The couple on the lifestyle TV programme admired the lounge. “The only trouble is,” said the woman, “I don’t like the beams.”
The presenter tried to hide a splutter.
The beams are the whole point, thought Kath. That’s why you move to the country.
What would a Christmas tree look like in the lounge? Good, she thought.
The people on the television moved into the kitchen. Hmm. It had a range but no other means of cooking. Would they ever learn how to operate a monster like that? Did you have to have it on in summer and did it make the kitchen too hot? The kitchen was otherwise superb – plenty of cupboards, plenty of surfaces, an island and plenty of room for a table. There was a separate dining room too. Upstairs the two studies and spare bedroom she and Rob would need.

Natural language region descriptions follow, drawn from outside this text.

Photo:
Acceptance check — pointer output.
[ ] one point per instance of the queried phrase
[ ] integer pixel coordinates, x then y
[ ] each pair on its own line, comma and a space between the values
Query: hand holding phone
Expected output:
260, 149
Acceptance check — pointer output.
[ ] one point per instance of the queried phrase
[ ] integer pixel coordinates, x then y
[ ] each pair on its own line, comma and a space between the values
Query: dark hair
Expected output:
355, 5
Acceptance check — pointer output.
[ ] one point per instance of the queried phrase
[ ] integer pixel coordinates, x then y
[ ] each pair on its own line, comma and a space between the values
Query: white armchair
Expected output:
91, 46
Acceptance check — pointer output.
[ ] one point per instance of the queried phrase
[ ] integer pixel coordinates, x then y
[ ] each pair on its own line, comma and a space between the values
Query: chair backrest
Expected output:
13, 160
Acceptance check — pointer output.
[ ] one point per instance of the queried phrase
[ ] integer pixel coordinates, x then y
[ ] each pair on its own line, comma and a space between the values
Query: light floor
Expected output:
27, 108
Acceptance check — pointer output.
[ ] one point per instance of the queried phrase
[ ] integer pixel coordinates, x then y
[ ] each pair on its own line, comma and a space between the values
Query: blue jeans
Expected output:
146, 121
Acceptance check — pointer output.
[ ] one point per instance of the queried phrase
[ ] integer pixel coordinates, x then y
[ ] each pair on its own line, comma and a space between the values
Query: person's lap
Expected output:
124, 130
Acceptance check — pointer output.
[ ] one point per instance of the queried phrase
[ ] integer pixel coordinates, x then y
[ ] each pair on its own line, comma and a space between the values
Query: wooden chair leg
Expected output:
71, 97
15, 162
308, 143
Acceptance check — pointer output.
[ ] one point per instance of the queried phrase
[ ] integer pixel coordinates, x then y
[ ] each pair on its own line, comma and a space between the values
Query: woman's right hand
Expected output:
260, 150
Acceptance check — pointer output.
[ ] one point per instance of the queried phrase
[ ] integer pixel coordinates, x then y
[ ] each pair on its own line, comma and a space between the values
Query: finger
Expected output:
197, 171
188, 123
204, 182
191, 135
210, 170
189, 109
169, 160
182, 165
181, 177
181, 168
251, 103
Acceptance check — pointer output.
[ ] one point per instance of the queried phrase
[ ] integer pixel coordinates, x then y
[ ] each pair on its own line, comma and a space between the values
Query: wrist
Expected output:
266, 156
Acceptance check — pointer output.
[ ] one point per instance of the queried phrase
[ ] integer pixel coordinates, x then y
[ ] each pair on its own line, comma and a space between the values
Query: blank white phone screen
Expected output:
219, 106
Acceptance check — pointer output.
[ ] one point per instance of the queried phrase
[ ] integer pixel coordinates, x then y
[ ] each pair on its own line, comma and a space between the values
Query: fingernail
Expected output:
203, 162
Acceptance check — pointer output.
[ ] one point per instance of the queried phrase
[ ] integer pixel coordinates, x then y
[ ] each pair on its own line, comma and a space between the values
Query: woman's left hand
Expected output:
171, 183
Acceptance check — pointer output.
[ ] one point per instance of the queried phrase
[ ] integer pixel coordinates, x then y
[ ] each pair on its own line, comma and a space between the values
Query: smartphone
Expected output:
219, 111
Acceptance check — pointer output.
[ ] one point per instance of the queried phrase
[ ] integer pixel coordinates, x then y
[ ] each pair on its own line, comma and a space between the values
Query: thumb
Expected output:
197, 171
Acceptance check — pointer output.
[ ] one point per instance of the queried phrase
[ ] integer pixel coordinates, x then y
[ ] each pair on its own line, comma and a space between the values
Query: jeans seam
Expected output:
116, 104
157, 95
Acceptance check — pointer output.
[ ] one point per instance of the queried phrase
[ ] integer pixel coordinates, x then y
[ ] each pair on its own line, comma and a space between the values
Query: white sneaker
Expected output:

“It’s all a bit small,” said the woman on the television.
“Let’s go outside,” said the presenter.
The gardens were really pretty. Kath could see herself out there in the summer.
“Maybe there’s not quite enough land,” said the woman.
The woman and her husband didn’t agree on anything. The second house had the sea view they wanted but was too isolated. The third house had all the land but it sloped too much. The mystery house was a converted chapel. Kath loved the idea of chapel and barn conversions but this one left her cold. She couldn’t see Christmas with the family there. She couldn’t see lazy summer days outdoors.
No, her favourite was the very first one. The TV couple agreed in the end. They put in an offer that was accepted and they are due to move there soon. They are going to put in false ceilings to hide the beams. Madness.
Kath sighed. There was no way she could afford the amount they were going to pay. But what did she want really? If, say, she won the lottery?
Quaint or modern?
Seaside or country?
In the village or out in the wilds?
Home or abroad?
Huge, just big enough or warm and cosy?
No, she really couldn’t decide. No wonder the universe wouldn’t give her what she wanted – she didn’t know what that was.
It was getting dark. She drew the curtains and gave the pretty suburban street a last look. At least she couldn’t see another house exactly the same as theirs. The gardens were neat, the neighbours were quiet and through the upstairs window, if you looked between the houses opposite, you could see the snow-covered hills in the distance. There were some nice walks round here yet they were quite near to a major city.
Yes, the lounge was just big enough – there was room for the grand piano and it was easy to keep warm even on the coldest days. They each had a study. They could eat in the kitchen but had a more formal dining area as well. Maybe, then, she already had it. The ideal house.
She sighed again. What a bore. All the fun came in looking.